The issue only appears for some combination of the parameters used to simulate the data. The convergences is better when I for instance only simulate the first half of the epidemic. However, I would feel more comfortable applying this model to real data, when I know it can infer any set of parameters.
I do not understand why my model cannot infer the simulated parameters, independent of the initial values. For this simple model, the likelihood should be relatively smooth. Could any of you give me a hint of how to handle this issue?

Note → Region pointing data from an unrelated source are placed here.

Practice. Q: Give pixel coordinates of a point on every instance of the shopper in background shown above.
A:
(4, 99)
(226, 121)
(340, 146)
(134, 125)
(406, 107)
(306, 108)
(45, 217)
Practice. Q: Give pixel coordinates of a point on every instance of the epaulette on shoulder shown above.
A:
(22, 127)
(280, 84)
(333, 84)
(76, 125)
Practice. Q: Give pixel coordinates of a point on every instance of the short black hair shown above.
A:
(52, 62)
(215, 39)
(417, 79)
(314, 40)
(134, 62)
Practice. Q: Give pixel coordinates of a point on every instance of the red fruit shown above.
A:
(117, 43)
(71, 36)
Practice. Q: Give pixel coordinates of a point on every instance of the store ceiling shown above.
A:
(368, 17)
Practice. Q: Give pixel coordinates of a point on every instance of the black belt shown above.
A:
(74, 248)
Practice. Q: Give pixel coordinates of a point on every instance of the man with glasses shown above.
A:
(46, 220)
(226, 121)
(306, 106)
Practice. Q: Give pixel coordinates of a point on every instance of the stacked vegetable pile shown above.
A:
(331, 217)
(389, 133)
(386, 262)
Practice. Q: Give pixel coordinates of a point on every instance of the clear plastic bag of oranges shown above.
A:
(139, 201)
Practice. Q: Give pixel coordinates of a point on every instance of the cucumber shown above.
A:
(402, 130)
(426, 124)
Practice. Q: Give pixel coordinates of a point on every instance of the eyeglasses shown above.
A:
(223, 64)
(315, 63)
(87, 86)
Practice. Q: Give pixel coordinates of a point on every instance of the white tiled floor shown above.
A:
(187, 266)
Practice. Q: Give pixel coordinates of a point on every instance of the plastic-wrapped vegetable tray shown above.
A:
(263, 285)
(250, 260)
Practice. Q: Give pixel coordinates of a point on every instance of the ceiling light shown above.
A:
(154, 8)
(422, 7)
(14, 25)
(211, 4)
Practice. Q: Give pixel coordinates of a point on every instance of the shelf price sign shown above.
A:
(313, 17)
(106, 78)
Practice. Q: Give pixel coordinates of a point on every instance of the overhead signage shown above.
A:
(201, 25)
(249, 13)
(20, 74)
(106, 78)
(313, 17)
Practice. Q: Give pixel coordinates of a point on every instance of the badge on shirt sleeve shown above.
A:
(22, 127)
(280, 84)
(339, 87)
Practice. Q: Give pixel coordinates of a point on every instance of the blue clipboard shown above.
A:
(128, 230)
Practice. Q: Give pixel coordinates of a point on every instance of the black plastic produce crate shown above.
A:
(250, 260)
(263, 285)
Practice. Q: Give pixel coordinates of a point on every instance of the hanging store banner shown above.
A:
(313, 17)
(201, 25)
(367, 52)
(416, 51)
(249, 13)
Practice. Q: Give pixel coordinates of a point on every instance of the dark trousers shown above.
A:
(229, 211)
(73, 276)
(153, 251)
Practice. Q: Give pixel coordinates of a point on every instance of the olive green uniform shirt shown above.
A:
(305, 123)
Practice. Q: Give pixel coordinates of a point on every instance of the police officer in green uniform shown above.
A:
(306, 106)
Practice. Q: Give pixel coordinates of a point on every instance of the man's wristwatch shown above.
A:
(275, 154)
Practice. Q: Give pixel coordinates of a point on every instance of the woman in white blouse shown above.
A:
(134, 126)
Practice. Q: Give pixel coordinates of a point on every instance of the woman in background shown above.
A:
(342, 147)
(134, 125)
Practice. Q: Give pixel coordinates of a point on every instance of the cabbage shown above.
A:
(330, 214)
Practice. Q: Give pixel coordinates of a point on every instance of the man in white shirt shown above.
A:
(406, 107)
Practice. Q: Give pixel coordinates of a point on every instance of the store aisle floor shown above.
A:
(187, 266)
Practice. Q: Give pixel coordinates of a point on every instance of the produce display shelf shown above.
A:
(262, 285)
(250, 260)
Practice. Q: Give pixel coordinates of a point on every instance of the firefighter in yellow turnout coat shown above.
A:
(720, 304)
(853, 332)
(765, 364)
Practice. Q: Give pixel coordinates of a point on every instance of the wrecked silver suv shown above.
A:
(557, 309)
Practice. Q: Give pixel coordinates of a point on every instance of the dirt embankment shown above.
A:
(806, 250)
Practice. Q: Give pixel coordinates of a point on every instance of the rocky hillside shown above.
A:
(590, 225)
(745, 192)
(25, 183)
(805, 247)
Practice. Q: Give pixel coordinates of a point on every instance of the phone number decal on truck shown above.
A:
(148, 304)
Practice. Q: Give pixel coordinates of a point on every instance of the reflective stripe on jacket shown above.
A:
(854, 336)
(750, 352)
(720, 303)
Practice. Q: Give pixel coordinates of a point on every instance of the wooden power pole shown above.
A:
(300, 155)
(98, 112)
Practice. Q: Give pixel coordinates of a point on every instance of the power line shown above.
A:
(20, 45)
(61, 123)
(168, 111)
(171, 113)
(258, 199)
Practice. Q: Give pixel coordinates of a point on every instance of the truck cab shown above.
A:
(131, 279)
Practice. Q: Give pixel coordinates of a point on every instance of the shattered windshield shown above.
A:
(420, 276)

I would greatly appreciate any help.
Cheers,
Judith
What I have tried so far:
- A stronger prior on small values of beta or a uniform prior. (Even though the initial value does not depend on the prior).
- A traditional way of including the initial state of the ODE model.
- Increasing adapt_delta.
Additional information:
I am running cmdstan version 2.30.1 and stan version 2.21.0. The initial conditions of the ODE model are included in the definition of the ODE itself to reduce the number of parameters.